2. Diligencia de Inspección Judicial2 al Cabildo Indígena de Canoas, realizada por el comisionado, el cual está ubicado en las afueras del municipio de Santander de Quilichao, encontrándose con el Centro de Armonización de esa comunidad, el cual está construido en ladrillo pintado de blanco, techo con rejas de barro, piso de cemento, con puertas y ventanas con rejas de hierro el cual cuenta con 8 alojamientos, con capacidad de albergar a 8 personas por alojamiento en camarotes, cuenta con cocina, baños, servicio de agua y luz, en el centro se encuentran 13 personas por conductas como agresión a mujer intento de violación, hurto y violación, se les informó que algunos comuneros han estado en ese mismo centro en calidad de sancionados por conductas como homicidio, narcotráfico y violación. Se les informó que los sancionados tienen que producir su propio alimento y para ello lo cultivan en las granjas y huertas que poseen, también cuentan con trilladora de café y cortadora de pasto entre otros.
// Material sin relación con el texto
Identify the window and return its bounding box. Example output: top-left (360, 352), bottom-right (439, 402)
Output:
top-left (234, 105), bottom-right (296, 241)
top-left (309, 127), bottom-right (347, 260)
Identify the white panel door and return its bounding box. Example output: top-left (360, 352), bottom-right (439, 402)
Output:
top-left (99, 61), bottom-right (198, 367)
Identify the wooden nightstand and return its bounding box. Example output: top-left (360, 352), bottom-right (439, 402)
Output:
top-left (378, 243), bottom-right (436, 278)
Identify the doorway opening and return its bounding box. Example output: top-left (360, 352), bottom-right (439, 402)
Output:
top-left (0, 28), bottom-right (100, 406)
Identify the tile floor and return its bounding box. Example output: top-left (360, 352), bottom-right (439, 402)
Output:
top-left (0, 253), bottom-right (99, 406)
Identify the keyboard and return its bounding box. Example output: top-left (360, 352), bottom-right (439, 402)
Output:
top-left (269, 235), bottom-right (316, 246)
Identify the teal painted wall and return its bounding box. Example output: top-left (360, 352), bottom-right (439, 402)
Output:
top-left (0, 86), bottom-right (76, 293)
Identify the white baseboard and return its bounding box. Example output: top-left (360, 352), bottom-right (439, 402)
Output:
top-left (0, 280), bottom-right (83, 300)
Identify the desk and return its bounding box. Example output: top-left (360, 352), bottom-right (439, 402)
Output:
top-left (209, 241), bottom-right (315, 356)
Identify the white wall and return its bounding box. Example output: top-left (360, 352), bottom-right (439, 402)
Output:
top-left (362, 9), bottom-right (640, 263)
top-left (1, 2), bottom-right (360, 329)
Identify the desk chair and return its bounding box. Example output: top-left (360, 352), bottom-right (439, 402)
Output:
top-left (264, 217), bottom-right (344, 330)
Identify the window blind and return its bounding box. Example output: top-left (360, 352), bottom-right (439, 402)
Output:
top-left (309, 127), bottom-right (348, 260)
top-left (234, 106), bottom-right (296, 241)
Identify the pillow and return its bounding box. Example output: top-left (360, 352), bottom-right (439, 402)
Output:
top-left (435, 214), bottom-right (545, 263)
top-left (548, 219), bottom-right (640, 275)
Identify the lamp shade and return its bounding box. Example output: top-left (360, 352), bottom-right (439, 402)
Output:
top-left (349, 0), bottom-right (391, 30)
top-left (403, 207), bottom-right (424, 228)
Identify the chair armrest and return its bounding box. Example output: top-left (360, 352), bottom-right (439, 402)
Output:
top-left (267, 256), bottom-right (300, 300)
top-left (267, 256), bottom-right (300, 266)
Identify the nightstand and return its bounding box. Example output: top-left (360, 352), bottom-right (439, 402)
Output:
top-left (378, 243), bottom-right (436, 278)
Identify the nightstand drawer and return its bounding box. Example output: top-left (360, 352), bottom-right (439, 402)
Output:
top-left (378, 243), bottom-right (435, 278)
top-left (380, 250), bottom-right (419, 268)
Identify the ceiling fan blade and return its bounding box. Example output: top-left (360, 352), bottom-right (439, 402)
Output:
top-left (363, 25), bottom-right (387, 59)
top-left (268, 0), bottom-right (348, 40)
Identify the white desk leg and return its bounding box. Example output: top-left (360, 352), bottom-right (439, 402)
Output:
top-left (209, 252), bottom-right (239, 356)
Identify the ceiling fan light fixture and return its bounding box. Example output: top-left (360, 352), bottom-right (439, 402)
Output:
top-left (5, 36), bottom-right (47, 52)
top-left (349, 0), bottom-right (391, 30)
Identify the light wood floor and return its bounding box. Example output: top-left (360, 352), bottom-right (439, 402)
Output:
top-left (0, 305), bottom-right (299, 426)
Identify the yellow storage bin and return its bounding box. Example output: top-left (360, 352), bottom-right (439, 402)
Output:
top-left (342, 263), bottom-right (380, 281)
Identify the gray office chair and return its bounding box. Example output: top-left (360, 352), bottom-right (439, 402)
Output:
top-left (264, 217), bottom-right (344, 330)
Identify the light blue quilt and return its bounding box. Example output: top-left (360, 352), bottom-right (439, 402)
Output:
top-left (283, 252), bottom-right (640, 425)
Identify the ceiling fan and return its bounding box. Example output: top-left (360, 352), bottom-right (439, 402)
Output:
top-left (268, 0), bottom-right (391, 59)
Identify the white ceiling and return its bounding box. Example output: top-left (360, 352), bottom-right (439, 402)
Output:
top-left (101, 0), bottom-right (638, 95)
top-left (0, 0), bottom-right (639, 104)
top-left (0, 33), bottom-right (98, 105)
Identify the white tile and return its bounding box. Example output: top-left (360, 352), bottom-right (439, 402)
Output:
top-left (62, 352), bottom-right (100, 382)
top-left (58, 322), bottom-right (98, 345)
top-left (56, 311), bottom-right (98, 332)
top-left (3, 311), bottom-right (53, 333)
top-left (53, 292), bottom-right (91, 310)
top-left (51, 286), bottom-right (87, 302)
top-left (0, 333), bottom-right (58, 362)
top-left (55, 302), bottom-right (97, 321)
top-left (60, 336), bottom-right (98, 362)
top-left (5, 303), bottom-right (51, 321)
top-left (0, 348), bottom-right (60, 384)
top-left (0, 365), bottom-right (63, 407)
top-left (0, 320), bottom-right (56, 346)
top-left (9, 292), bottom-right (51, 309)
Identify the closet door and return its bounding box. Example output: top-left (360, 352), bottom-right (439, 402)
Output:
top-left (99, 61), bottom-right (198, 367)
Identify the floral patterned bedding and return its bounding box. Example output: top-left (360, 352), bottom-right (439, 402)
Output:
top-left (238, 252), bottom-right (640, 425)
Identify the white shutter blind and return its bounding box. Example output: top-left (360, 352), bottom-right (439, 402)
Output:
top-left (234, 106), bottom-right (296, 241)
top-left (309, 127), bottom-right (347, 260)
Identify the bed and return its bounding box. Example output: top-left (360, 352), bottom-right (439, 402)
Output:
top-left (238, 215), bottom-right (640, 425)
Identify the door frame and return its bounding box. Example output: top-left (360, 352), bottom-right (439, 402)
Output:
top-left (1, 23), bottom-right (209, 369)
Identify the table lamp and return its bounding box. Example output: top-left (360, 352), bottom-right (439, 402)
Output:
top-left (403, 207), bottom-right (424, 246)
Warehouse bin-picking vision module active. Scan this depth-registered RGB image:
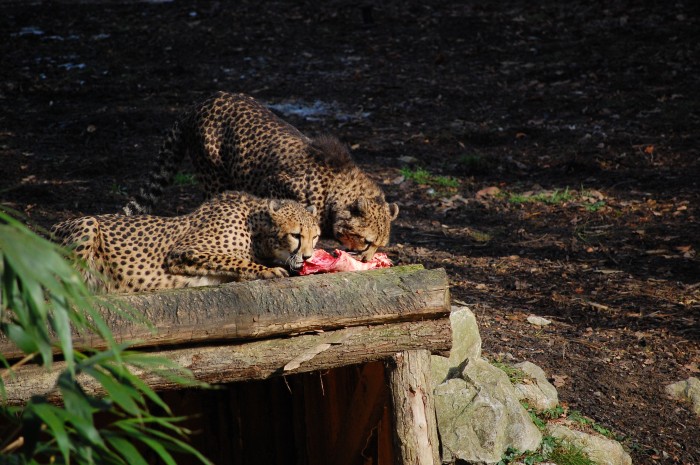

CONSIDERACIONES DE LA SALA
I. Competencia. La Sala Jurisdiccional Disciplinaria del Consejo Superior de la Judicatura, al tenor de lo previsto en el numeral 2º del artículo 112 de la Ley 270 de 1996 -Estatutaria de Administración de Justicia-, es competente para “Dirimir los conflictos de competencia que ocurran entre las distintas
2 Folios 29 al 31 del cuaderno principal. jurisdicciones, y entre éstas y las autoridades administrativas a las cuales la ley les haya atribuido funciones jurisdiccionales...”. Dable es señalar que tal facultad legal se mantiene incólume para esta Superioridad, a pesar de la entrada en vigencia del Acto Legislativo No. 2 del primero (1º) de julio de 2015, mediante el cual se creó el nuevo órgano rector disciplinable; pues en razón a lo establecido en el parágrafo transitorio 1º del artículo 19 del referido acto legislativo, que dispuso: “(…) Los actuales Magistrados de la Sala Jurisdiccional Disciplinaria del Consejo Superior de la Judicatura, ejercerán sus funciones hasta el día que se posesionen los miembros de la Comisión Nacional de Disciplina Judicial”, transitoriedad que fue avalada por la Corte Constitucional mediante Auto 278 del 9 de julio de 2015 proferido por la H. Corte Constitucional, que dispuso “6. De acuerdo con las medidas transitorias previstas en el Acto Legislativo 002 de 2015, cabe entender que, hasta tanto los miembros de la Comisión Nacional de Disciplina Judicial no se posesionen, los Magistrados de la Sala Jurisdiccional Disciplinaria del Consejo Superior de la Judicatura deben continuar en el ejercicio de sus funciones. Ello significa que, actualmente, la Sala Jurisdiccional Disciplinaria del Consejo Superior de la Judicatura conserva sus competencias, es decir, se encuentra plenamente habilitada para ejercer, no sólo la función jurisdiccional disciplinaria, sino también, para dirimir los conflictos de competencia que surjan entre las distintas
jurisdicciones y para conocer de acciones de tutela.” Y que “…para que la Corte Constitucional pueda ejercer la nueva función de “dirimir los conflictos de competencia que ocurran entre las distintas jurisdicciones”…solo tiene lugar una vez cesen los efectos de las normas transitorias…”; razón por la cual esta Sala entrará a decidir lo que en derecho corresponda.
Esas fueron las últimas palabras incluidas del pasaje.